I used to say that I thought a stroller would be the worst part of parenthood, and I meant it, inasmuch it was a bad thing that I could tangibly imagine, from back when I used had a job babysitting an 18-month-boy in Montreal that required me to push him around in an awkward BabyJogger (one time he fell out of it, I still feel bad about that, I hope he’s OK, if only I remembered his name I would google him).
And it’s true, a stroller is bad, bulky and irritating when you’re used to moving at speed. But what is worse, perhaps, is that every kind of baby transport is hard. The thing that I have loved so much about living in a city until now — the car-free freedom — is now so limiting with the addition of a person who weighs about 15 pounds. If I know you in life and you haven’t seen me, I apologize, I really do, I thought I would be the kind of mother who darts cheerfully around the city with my pleasant child in tow, but the truth is that though he is pleasant (you know, in my opinion, of course I think that) and I am pretty cheerful, at this stage in the game any travel beyond the perimeter of our neighborhood feels like an onerous project.
At the weekend we were going to New Jersey for one night, to see our friends in a place that is, to be clear, only seventeen miles away. Not far. At 1:30 the baby and I got out of swimming class (another story) and E said, Oh, we need to get a car to the train station at quarter past 3, and I snapped, That’s not going to happen, and E said, in his kind and reasonable tone, Well, let’s really try. At quarter past 3 we were ready but when the app indicated that we would arrive at the station with 5 minutes until the train departed I bellowed WE ARE NOT GOING TO MAKE IT and that began the cascade into crisis.
First, we had an argument about the cost of a ZipCar, and then I tried to storm out of the building, which was out of proportion, and then we agreed that we would just pay for it. But then when we got to the car there was something wrong, it couldn’t be driven. E called the company and they said, Sorry, but don’t worry, we can give you another car, it’s just 7 miles away! and E said, Do you have any idea how far that is in New York City?? and then I said, OK, I’m calling an Uber, and we will take a bus.
At the Port Authority Station we climbed out of the car and popped up the stroller and everything seemed OK and then E realized that he had dropped his phone in the gutter. In the Port Authority gutter! If you’re not familiar with the Port Authority just know, that’s not a good gutter. He wrapped it in a brochure for a Broadway show and then we proceeded to an elevator, and then just as I got in with the baby and the stroller (thank god I had the stroller!) E, who had now reached a level of stress that I had last witnessed when I was having a Caesarean section, said: I have to wash my hands, they have touched this gutter phone!
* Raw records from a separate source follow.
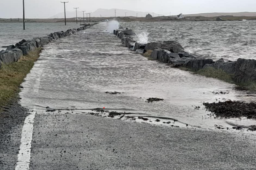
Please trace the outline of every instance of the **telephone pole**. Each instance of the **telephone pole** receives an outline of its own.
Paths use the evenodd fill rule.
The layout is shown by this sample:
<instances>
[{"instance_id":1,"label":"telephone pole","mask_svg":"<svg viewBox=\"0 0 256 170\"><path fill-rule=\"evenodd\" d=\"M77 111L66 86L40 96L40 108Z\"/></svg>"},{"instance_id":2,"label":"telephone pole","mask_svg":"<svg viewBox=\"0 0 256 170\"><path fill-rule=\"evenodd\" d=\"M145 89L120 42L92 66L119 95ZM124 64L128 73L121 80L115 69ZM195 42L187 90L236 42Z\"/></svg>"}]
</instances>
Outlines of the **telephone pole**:
<instances>
[{"instance_id":1,"label":"telephone pole","mask_svg":"<svg viewBox=\"0 0 256 170\"><path fill-rule=\"evenodd\" d=\"M76 9L76 24L77 24L77 9L79 8L74 8L74 9Z\"/></svg>"},{"instance_id":2,"label":"telephone pole","mask_svg":"<svg viewBox=\"0 0 256 170\"><path fill-rule=\"evenodd\" d=\"M67 25L67 23L66 22L66 3L68 3L68 1L67 2L62 2L60 1L60 3L64 3L64 13L65 15L65 25Z\"/></svg>"},{"instance_id":3,"label":"telephone pole","mask_svg":"<svg viewBox=\"0 0 256 170\"><path fill-rule=\"evenodd\" d=\"M25 4L23 0L23 30L25 30Z\"/></svg>"},{"instance_id":4,"label":"telephone pole","mask_svg":"<svg viewBox=\"0 0 256 170\"><path fill-rule=\"evenodd\" d=\"M82 11L82 12L84 13L84 12L86 11Z\"/></svg>"},{"instance_id":5,"label":"telephone pole","mask_svg":"<svg viewBox=\"0 0 256 170\"><path fill-rule=\"evenodd\" d=\"M86 14L86 22L88 22L88 14L89 13L87 13Z\"/></svg>"}]
</instances>

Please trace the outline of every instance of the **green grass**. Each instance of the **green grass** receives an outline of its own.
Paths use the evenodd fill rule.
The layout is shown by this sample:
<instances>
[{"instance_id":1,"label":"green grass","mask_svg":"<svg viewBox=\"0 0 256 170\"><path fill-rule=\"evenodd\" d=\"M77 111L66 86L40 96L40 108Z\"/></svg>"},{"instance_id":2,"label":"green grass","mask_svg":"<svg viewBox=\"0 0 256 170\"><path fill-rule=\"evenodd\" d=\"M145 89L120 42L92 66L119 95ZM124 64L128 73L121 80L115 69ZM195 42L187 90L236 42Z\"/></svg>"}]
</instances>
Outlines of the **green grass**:
<instances>
[{"instance_id":1,"label":"green grass","mask_svg":"<svg viewBox=\"0 0 256 170\"><path fill-rule=\"evenodd\" d=\"M232 75L228 74L220 69L216 69L213 67L208 67L206 69L199 70L196 72L207 77L218 78L230 83L234 83L232 78Z\"/></svg>"},{"instance_id":2,"label":"green grass","mask_svg":"<svg viewBox=\"0 0 256 170\"><path fill-rule=\"evenodd\" d=\"M194 71L192 69L182 67L180 70L185 71L191 71L194 74L197 74L204 76L206 77L211 77L217 78L229 83L236 84L240 86L238 89L256 91L256 82L249 82L243 83L237 83L233 79L233 75L228 74L221 69L216 69L213 67L201 69L197 71Z\"/></svg>"},{"instance_id":3,"label":"green grass","mask_svg":"<svg viewBox=\"0 0 256 170\"><path fill-rule=\"evenodd\" d=\"M0 111L10 100L17 96L20 85L39 56L41 48L23 56L18 62L4 64L0 69Z\"/></svg>"}]
</instances>

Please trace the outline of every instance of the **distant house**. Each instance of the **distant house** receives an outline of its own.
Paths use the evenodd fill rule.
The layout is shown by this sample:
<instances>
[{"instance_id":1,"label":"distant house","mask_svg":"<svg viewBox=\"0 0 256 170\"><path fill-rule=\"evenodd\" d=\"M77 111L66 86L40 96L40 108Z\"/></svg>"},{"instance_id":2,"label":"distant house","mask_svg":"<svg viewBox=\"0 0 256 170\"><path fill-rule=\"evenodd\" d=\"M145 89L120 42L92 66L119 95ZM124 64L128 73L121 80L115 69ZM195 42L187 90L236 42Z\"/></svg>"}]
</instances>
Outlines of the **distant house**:
<instances>
[{"instance_id":1,"label":"distant house","mask_svg":"<svg viewBox=\"0 0 256 170\"><path fill-rule=\"evenodd\" d=\"M179 19L184 18L184 16L183 16L183 15L182 15L182 13L180 13L179 15L178 15L177 16Z\"/></svg>"},{"instance_id":2,"label":"distant house","mask_svg":"<svg viewBox=\"0 0 256 170\"><path fill-rule=\"evenodd\" d=\"M152 18L153 18L153 17L149 14L146 16L146 19L152 19Z\"/></svg>"}]
</instances>

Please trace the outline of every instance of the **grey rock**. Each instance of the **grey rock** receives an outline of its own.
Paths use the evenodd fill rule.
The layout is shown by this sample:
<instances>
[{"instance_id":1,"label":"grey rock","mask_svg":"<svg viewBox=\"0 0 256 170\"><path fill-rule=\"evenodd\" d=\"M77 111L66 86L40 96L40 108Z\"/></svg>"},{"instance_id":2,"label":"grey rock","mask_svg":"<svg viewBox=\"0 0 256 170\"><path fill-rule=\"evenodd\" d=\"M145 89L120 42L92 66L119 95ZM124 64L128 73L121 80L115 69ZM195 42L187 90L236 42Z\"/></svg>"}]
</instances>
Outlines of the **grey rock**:
<instances>
[{"instance_id":1,"label":"grey rock","mask_svg":"<svg viewBox=\"0 0 256 170\"><path fill-rule=\"evenodd\" d=\"M22 56L21 50L15 48L12 49L2 51L1 52L1 61L9 65L18 61L19 59Z\"/></svg>"},{"instance_id":2,"label":"grey rock","mask_svg":"<svg viewBox=\"0 0 256 170\"><path fill-rule=\"evenodd\" d=\"M118 37L120 39L122 39L124 36L125 35L125 33L124 32L120 32L118 34Z\"/></svg>"},{"instance_id":3,"label":"grey rock","mask_svg":"<svg viewBox=\"0 0 256 170\"><path fill-rule=\"evenodd\" d=\"M196 57L194 55L186 52L178 53L178 54L180 58L190 57L194 58L196 58Z\"/></svg>"},{"instance_id":4,"label":"grey rock","mask_svg":"<svg viewBox=\"0 0 256 170\"><path fill-rule=\"evenodd\" d=\"M175 66L173 67L182 67L184 64L193 59L192 58L188 57L170 58L169 63L174 65Z\"/></svg>"},{"instance_id":5,"label":"grey rock","mask_svg":"<svg viewBox=\"0 0 256 170\"><path fill-rule=\"evenodd\" d=\"M136 51L137 49L144 49L146 47L145 44L141 44L138 42L136 42L134 45L133 50Z\"/></svg>"},{"instance_id":6,"label":"grey rock","mask_svg":"<svg viewBox=\"0 0 256 170\"><path fill-rule=\"evenodd\" d=\"M131 36L136 35L136 34L131 29L126 29L123 31L125 33L126 35L128 35Z\"/></svg>"},{"instance_id":7,"label":"grey rock","mask_svg":"<svg viewBox=\"0 0 256 170\"><path fill-rule=\"evenodd\" d=\"M238 58L234 75L235 80L237 83L256 81L256 60Z\"/></svg>"},{"instance_id":8,"label":"grey rock","mask_svg":"<svg viewBox=\"0 0 256 170\"><path fill-rule=\"evenodd\" d=\"M27 42L27 41L24 39L20 41L19 42L17 42L15 44L15 47L20 47L20 46L21 46L21 44L24 43L24 42Z\"/></svg>"},{"instance_id":9,"label":"grey rock","mask_svg":"<svg viewBox=\"0 0 256 170\"><path fill-rule=\"evenodd\" d=\"M172 53L184 52L183 47L178 42L174 41L164 41L161 42L152 42L148 43L145 47L144 52L148 50L154 50L160 48L170 51Z\"/></svg>"},{"instance_id":10,"label":"grey rock","mask_svg":"<svg viewBox=\"0 0 256 170\"><path fill-rule=\"evenodd\" d=\"M15 46L14 45L11 45L10 46L8 46L8 47L7 48L6 48L6 50L10 50L10 49L12 49L13 48L15 48Z\"/></svg>"},{"instance_id":11,"label":"grey rock","mask_svg":"<svg viewBox=\"0 0 256 170\"><path fill-rule=\"evenodd\" d=\"M152 52L150 57L153 60L157 60L165 63L169 63L170 58L180 58L177 54L163 49L154 49Z\"/></svg>"},{"instance_id":12,"label":"grey rock","mask_svg":"<svg viewBox=\"0 0 256 170\"><path fill-rule=\"evenodd\" d=\"M182 52L184 50L184 48L179 43L175 41L164 41L163 44L161 47L162 49L167 50L172 53L177 53Z\"/></svg>"},{"instance_id":13,"label":"grey rock","mask_svg":"<svg viewBox=\"0 0 256 170\"><path fill-rule=\"evenodd\" d=\"M230 61L225 62L221 58L212 64L206 64L203 69L212 67L216 69L221 69L229 74L233 74L235 73L236 63L236 62Z\"/></svg>"},{"instance_id":14,"label":"grey rock","mask_svg":"<svg viewBox=\"0 0 256 170\"><path fill-rule=\"evenodd\" d=\"M212 59L205 58L196 58L189 61L184 65L186 68L192 69L194 71L198 71L204 67L207 64L212 64L213 63Z\"/></svg>"}]
</instances>

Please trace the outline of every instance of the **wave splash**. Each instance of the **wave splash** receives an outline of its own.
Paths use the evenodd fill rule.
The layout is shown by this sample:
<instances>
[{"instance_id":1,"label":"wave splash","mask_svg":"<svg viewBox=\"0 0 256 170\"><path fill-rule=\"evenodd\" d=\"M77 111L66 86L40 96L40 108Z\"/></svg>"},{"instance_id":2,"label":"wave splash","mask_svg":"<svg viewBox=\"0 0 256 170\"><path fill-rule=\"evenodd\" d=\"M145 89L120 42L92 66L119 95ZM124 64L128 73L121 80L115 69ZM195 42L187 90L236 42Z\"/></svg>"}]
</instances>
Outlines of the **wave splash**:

So there we were, me and the baby, on our own in the Port Authority. The baby was crying and I was singing his favorite song, ‘I’ve Been Working on the Railroad’ and I was thinking to myself, Everyone knows you should never split the group! and of course it was the wrong elevator, and so I rode back up into it and figured out where the bus was departing from and then walked through the station to the other elevator whilst singing ‘Someone’s in the kitchen with Di-NAH’ and rode down to the bus gate and there was E, with his gutter phone in the queue for the bus, and I joined him and I said in maybe not the kindest of voices: This is probably the worst day of our marriage so far! and he said, Yes! and then we sort of laughed because, of course, that makes us very lucky.